It Is Possible To Take 'Minimalist Parenting' Way Too Far
I was reading a discussion thread recently about “minimalist parenting,” expecting to see conversations about how to teach our children gratitude, counter the relentless consumerism vortex swirling around them before they’re even born, or maybe just keep a slightly neater home. And there were certainly plenty of suggestions about rotating toys in and out of the playroom, buying pre-loved clothes and gear, or asking relatives to contribute to experience funds instead of gifting yet another plastic toy.
But then I started sensing this weird undercurrent of smugness when someone posed the question, “What are some baby items you don’t really need?”
“A diaper genie.” True, the refills are expensive and a regular trash can is totally usable.
“A changing table.” For sure! You can change diapers on the floor, a bed, a dresser, or the backseat of your car.
“New clothes.” Definitely. Babies grow so fast and spit up so much and poop so often that it makes sense to save as much money as you can on their attire.
“A crib. We co-slept because we love our child.” Um, okay, we love our child too, and this didn’t really work for us. Everyone slept better when we moved our son to his own room at six weeks, but to each their own.
“You totally don’t need a stroller. We just wore her everywhere.” Yikes, this would kill my back and shoulders. And our super-independent kid has never really cared for being wrapped.
“A playpen. A swing. A Bumbo seat. You don’t need any of these containers for your child. That’s what the parenting-industrial complex wants you to think. You should be holding your child all day long so they develop secure attachment.” So…when am I supposed to shower? Or eat? Or teach them to trust that Mommy will come back?
“Commercial baby food. Grow your own plants and blend them up for your kid. Or do what real parents do and follow baby-led weaning and feed your 8-month-old beef jerky like we did!” Tried making my own baby food once. Kid preferred Gerber. Not fighting that battle with my little guy.
“Boobs! All you need is boobs!” Okay, this is just not true — at all.
“Diapers. Even cloth diapers use too many resources to launder effectively. Use corn husks and teach elimination communication from day one, duh.”
(Okay, the last one is an exaggeration. Mostly.)
Coming from a left-leaning parenting group formed to give people space to push back against the judginess and assumptions of fundamentalist religion, there was a disconcerting amount of, well, judging and assuming going on. I suppose this kind of insularity and self-congratulation will happen in any self-selecting group of people rallying around a common interest or set of beliefs, so I’m not trying to throw any stones here. But when did minimalism and anti-consumerism become such a status symbol? And isn’t that missing the point?
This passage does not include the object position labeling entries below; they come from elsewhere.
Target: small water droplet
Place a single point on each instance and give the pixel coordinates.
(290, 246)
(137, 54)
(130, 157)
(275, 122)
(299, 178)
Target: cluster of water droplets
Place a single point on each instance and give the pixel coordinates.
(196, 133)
If you need to put your baby in a swing to get her to sleep, or so you can take a shower, or so you can not go bonkers from being touched out, it’s fine.
If you don’t want to breastfeed at all, or you’re just sick to death of pumping at work or pounding fenugreek to get a fledgling supply up, and you choose to use formula, it’s fine.
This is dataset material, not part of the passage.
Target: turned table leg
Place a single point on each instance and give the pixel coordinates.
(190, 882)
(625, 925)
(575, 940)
If you need to teach your baby to fall asleep on their own so you can stop getting up seven times a night in order be a functional human being again, and they cry a little (or a lot), it’s fine.
If you need to buy your kid a plastic trinket to keep them from ripping their clothes off and having a full-on meltdown at Target, it’s fine.
If you need the next size of clothing for your baby, and you have a gift card to a non-organic non-fair trade non-non-GMO big box store, so you decide to order online and burn some fossil fuels having clothes shipped to you instead of hauling your circus to the resale shop where they will pull things off the racks and poop in the aisles, it’s fine.
Are there some items marketed to parents that really are totally unnecessary? Probably. Do I try to buy used and buy less whenever possible? You bet. I think we could all consume (a lot) less in this country and be more mindful about the cost of convenience. Do I practice what I preach perfectly every day? Ha!
But can we stop acting like parenting has to be excruciatingly inconvenient and difficult to be “real” or “good”? Using a stroller doesn’t make me a mindless capitalist sellout. Commercially prepared baby food isn’t poison. Breast may be best, but not if it makes Mom a depressed, anxious, raging zombie.
Before I became a mom last year, I told myself over and over that no parenting decision or principle was worth driving myself and our family crazy over. I did okay at following my own advice — not great, but okay. I was kind of stubborn about exclusively breastfeeding and giving him solids, and you know what? Those were and are stressful, negative, argument-inducing experiences for me and my husband. Cloth diapering? We are totally chill about it because we know we can put an overnight disposable on my kid and not wake up to wet clothes, wet sheets, and an angry baby.
Disposable diapers and many of the other items we use for our child are luxuries, yes, and just being grateful doesn’t make them less of a luxury or negate the environmental and human cost of producing them. But you know what your baby really doesn’t need? For you to twist yourself in knots over how you raise them. So go ahead and get a bottle warmer if your kid really prefers warmed milk. Or skip it. Either way, it’s fine.